Run the math on your own headcount and the number gets concrete. A 100-person team with 20% annual turnover and an average salary of $60,000 loses 20 people a year; at a conservative 75% replacement cost, that is roughly $900,000 in turnover cost annually. That is the budget case for spending on retention.
To size the staffing budget behind that math, pair this with the ROI calculator and your broader financial ratios.
How to reduce employee turnover
Lowering turnover starts with knowing which kind you have. The voluntary-versus-involuntary split tells you whether to fix retention or fix hiring. Four levers move the number for most teams:
- Fix the first 90 days. A large share of voluntary exits happen in year one; structured onboarding cuts early quits.
- Benchmark pay against the market. Below-market salaries are the most common, most fixable driver of resignations.
- Run exit and stay interviews. Ask why people leave — and why your best people stay — and act on the patterns.
- Hire for fit, not speed. Rushed hiring raises involuntary turnover later; a clear role and realistic preview reduce mismatches.
Track the rate quarterly, not daily — turnover is a slow-moving metric, and one resignation in a small team can swing a monthly number wildly.
Employee turnover rate questions, answered
How do you calculate the average number of employees?
Add the headcount at the start of the period to the headcount at the end, then divide by two. For more volatile teams, average the headcount across each month of the period instead — it smooths hiring and seasonal swings more accurately.
Should I include layoffs in turnover rate?
Yes. Total turnover counts every separation, including layoffs and terminations. Report it as involuntary turnover so a round of layoffs does not get mistaken for a resignation problem. This calculator keeps the two separate.
Can I just multiply my monthly turnover rate by 12?
No — that overstates the annual figure. Multiplying ignores that separations compound on a changing headcount. Compound the rate instead, or better, use a full year of actual separations against the year's average headcount.
What counts as a separation?
Any employee who exits the organization during the period: resignations, retirements, layoffs, terminations, and end-of-contract departures. Internal transfers and promotions are not separations; people on paid leave who remain on payroll are not either.

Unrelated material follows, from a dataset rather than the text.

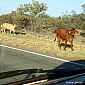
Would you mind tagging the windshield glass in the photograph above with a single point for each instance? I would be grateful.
(41, 38)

Data sources and methodology
The turnover formula and average-headcount method follow SHRM's standard benchmarking definition. Industry and economy-wide rates come from the US Bureau of Labor Statistics Job Openings and Labor Turnover Survey (JOLTS), which reports separations, quits, and layoffs as monthly rates. Replacement-cost estimates are SHRM's. Industry figures are indicative ranges and shift year to year.
SHRM — Turnover Rate Calculation methodology.US Bureau of Labor Statistics — Job Openings and Labor Turnover Survey (JOLTS).Frequently asked questions about the free Employee Turnover Rate calculator
About this Employee Turnover Rate calculator
This calculator runs entirely in your browser — your headcount and separation figures are never uploaded or stored. It applies the standard SHRM turnover formula, splits voluntary from involuntary turnover, and annualizes part-period rates by compounding rather than the naive multiply-by-12 shortcut.